While that would make 2025 the cyclical inventory low, the lack of heifer retention thus far means no significant herd growth is possible in 2026, he said. Unless data from the final quarter shows significant heifer retention, the prospects for herd growth in 2027 also will be limited.
Without heifer retention, the clock does not start on the timeline to anticipate the peak in prices and the duration of elevated prices, Peel said. It looks increasingly like that the peak is being pushed into the last part of the decade.
HOW HIGH WILL THEY GO?
Increasingly, cattle producers, consumers, and policymakers are asking how high cattle prices will go; when will they reach a peak; and what happens after the peak, Peel said. Questions about the cyclical peak in cattle prices and the trajectory of prices past the peak depend on factors that are still unknown.
Analysts do not have a definitive indication of a cyclical bottom in cattle inventories – let alone the path of herd rebuilding to follow, he said.

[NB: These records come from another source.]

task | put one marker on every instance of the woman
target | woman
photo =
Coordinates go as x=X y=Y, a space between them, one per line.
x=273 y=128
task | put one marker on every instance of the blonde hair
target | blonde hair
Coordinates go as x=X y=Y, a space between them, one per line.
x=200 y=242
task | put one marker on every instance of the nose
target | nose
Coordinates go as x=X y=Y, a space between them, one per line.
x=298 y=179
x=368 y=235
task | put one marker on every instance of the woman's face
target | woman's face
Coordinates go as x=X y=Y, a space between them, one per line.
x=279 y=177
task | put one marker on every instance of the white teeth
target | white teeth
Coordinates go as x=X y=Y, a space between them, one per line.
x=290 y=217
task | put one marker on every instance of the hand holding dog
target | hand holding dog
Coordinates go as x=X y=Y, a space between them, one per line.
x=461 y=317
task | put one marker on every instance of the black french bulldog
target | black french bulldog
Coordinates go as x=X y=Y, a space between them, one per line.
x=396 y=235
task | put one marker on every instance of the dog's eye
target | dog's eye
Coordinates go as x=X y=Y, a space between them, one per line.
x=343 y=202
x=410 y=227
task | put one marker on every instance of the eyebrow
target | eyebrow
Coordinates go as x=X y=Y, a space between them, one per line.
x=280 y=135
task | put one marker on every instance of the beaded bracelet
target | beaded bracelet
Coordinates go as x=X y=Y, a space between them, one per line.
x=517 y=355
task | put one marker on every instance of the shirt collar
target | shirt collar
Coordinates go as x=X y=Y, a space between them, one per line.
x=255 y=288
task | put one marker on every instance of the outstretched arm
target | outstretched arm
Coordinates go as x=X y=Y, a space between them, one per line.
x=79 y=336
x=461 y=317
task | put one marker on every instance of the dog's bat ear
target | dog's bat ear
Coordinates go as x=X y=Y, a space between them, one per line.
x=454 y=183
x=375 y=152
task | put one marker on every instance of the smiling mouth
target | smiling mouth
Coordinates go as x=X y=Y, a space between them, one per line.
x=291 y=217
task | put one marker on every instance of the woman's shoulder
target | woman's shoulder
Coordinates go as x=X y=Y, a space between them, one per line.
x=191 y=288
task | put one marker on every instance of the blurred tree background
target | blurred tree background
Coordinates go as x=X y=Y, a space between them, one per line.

The only direct heifer-retention data was the mid-year Cattle (Inventory) report, which showed the lowest beef replacement heifer inventory in the history of that particular data set, Peel said. The 2025 US calf crop is projected to be the lowest since 1941 leading to the lowest ever July estimate of feeder cattle supplies outside of feedlots.
Industry response to rising cattle prices has been uncharacteristically slow, he said. The sharp decrease in beef cow slaughter (down roughly 40% since 2022) is enough to stabilize the cow herd.
The beef cow inventory could be fractionally larger in 2026, Peel said, but the small beef replacement heifer inventory (down about 27% from the cyclical peak in 2017) means prospects for 2026 herd growth are very limited. Unless heifer retention accelerates late in 2025, herd growth in 2027 also will be limited.
CATTLE, BEEF RECAP
The USDA reported formula and contract base prices for live FOB steers and heifers this week ranged from $236.69 per cwt to $237.11, compared with last week’s range of $230.70 to $241.00 per cwt. FOB dressed steers and heifers went for $365.20 per cwt to $365.50, compared with $360.27 to $375.71.
The USDA choice cutout Monday was down $1.66 per cwt at $363.91 while select was up $3.36 at $349.75. The choice/select spread narrowed to $14.16 from $19.18 with 124 loads of fabricated product and 49 loads of trimmings and grinds sold into the spot market.
The USDA-listed the weighted average wholesale price for fresh 90% lean beef as $423.38 per cwt, and 50% beef was $144.38.
The USDA said basis bids for corn from feeders in the Southern Plains were down $0.05 to $0.10 at $0.90 to $1.15 a bushel over the Dec corn contract, which settled at $4.10 3/4, down $0.02 1/4.
No live cattle delivery notices were posted.
The CME Feeder Cattle Index for the seven days ended Friday was $369.00 per cwt, up $1.08. This compares with Monday’s Oct contract settlement of $375.50, unchanged.